Młodzi Polacy mają dość polityki

0
241

Młodzi Polacy mają ambiwalentny stosunek do polityki, która nie reprezentuje ich wartości, a starszych polityków postrzegają jako chodzące memy i nie rozumieją głoszonych przez nich przekazów. Są też zmęczeni społecznymi podziałami, przestają wierzyć w swoją sprawczość i wpływ na to, co się dzieje w kraju – wynika z czerwcowych badań przeprowadzonych przez IRCenter we współpracy z agencją informacyjną Newseria.

– Marsz 4 czerwca i inicjatywy z nim związane po raz kolejny przywołały pytanie, czy to rzeczywiście może wpłynąć na zmianę sytuacji w Polsce. Jest wielu polityków, którzy są z nich bardzo zadowoleni, uważają, że to jest epokowe wydarzenie, przełom w świadomości ludzi. Dlatego postanowiliśmy sprawdzić, czy rzeczywiście tak jest. Okazuje się, że młodzi dorośli – jak wynika z naszych badań – stoją jakby obok tego wszystkiego, nie do końca są zainteresowani tego typu inicjatywami. Oczywiście jest pewien odsetek, który bierze w nich udział, wychowany w domach, w których pewne wartości są bardzo ważne, i oni zgodnie z tymi wartościami będą uczestniczyć w życiu politycznym. Natomiast większość młodych ludzi, uczciwie rzecz biorąc, ma to gdzieś i uznaje, że to nie jest ich problem. Powiem więcej, oni wręcz nie rozumieją, na czym polega ten problem i podział w świecie polityki – mówi agencji Newseria Biznes Dorota Peretiatkowicz, socjolożka i prezeska firmy badawczej IRCenter.

Bez zainteresowania

Antyrządowy protest, zorganizowany przez Koalicję Obywatelską 4 czerwca tego roku w Warszawie, przyciągnął – według stołecznego ratusza – nawet pół miliona ludzi. Jednak badanie przeprowadzone przez IRCenter we współpracy z agencją informacyjną Newseria 7 czerwca br. na grupie 898 osób w wieku 16–35 lat pokazuje, że nie wzbudził on dużego zainteresowania wśród młodych. Choć 50 proc. z nich zgadza się z przesłaniem czerwcowego marszu, to faktycznie wziął w nim udział tylko niewielki odsetek.

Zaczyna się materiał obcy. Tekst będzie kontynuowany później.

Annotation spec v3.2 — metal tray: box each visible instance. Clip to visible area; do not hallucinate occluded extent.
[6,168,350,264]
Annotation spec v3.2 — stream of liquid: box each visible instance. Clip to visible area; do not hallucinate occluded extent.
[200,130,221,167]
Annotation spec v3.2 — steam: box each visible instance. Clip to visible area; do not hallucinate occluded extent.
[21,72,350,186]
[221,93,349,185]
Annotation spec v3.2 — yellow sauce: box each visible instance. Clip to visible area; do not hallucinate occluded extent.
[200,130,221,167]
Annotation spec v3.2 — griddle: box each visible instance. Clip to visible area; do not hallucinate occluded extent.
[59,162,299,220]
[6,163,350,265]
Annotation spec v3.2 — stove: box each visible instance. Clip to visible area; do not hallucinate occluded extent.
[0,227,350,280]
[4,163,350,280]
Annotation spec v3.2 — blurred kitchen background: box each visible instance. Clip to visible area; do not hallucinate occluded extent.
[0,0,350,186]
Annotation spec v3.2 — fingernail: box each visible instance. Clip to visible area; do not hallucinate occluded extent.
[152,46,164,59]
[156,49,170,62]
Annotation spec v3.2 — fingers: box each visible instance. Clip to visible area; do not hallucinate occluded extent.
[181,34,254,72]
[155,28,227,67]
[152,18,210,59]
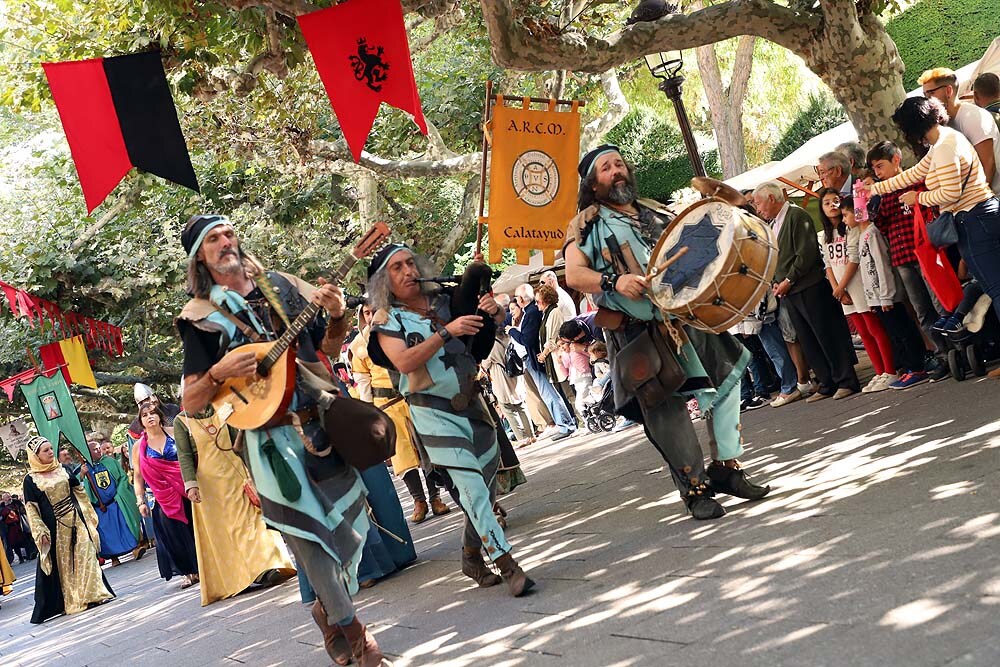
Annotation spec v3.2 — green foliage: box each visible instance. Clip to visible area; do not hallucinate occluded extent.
[886,0,1000,90]
[771,94,847,160]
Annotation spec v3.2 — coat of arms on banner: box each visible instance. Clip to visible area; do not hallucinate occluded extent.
[480,95,580,264]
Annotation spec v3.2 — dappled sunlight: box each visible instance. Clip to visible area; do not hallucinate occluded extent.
[879,599,952,630]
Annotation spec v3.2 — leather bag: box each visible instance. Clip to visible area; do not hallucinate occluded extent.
[615,326,687,408]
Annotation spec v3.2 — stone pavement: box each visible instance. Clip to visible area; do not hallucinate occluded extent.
[0,380,1000,667]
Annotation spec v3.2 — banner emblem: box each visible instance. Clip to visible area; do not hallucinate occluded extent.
[512,151,559,207]
[349,37,389,93]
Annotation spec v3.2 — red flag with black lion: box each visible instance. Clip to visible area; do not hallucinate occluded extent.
[298,0,427,162]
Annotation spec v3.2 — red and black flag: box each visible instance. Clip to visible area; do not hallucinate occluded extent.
[298,0,427,162]
[42,51,198,213]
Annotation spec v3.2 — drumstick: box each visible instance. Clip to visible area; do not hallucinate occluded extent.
[649,246,687,278]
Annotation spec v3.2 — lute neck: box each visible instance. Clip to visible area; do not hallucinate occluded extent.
[257,253,358,376]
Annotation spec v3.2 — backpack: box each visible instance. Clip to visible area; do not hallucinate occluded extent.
[503,342,524,377]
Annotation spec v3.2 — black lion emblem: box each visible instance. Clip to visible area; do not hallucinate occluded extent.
[350,37,389,93]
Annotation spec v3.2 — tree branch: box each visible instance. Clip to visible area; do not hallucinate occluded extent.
[726,35,757,107]
[306,139,482,178]
[480,0,821,73]
[431,179,479,271]
[580,68,629,153]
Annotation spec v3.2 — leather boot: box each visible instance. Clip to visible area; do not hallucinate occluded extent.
[410,500,427,523]
[431,497,451,516]
[340,616,392,667]
[705,461,771,500]
[312,600,352,665]
[493,553,535,598]
[462,547,501,588]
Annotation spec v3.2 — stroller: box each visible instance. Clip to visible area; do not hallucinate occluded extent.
[943,294,1000,382]
[583,382,618,433]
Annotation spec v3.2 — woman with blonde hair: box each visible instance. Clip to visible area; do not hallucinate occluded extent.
[24,437,115,623]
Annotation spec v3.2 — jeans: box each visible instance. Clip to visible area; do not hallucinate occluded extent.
[757,322,797,395]
[896,262,946,354]
[955,197,1000,316]
[524,364,576,433]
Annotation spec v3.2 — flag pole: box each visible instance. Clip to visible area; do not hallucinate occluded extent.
[476,79,493,255]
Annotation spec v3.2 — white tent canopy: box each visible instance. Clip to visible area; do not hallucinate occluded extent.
[726,37,1000,190]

– Tylko 4 proc. młodych Polaków w wieku 16–35 lat brało udział w marszu 4 czerwca. Czy to dużo, czy mało? Biorąc pod uwagę mobilność młodych dorosłych, którzy nie mają dodatkowych obowiązków i mogliby dojechać w każde miejsce, a nawet porównując to chociażby do Openera, który gromadzi tak dużo młodych ludzi, wydaje się, że ten odsetek nie jest jednak duży – mówi Dorota Peretiatkowicz.

Najczęściej wskazywane powody nieobecności to zbyt duża odległość od miejsca zamieszkania (32 proc.), brak czasu (23 proc.), brak zainteresowania polityką (20 proc.) i brak wiedzy o samym wydarzeniu (19 proc.). Niemal co trzeci młody Polak (28 proc.) zna kogoś, kto wziął udział w marszu, choć możliwe, że nie są to osoby z najbliższego otoczenia, lecz na przykład znajomi z internetu.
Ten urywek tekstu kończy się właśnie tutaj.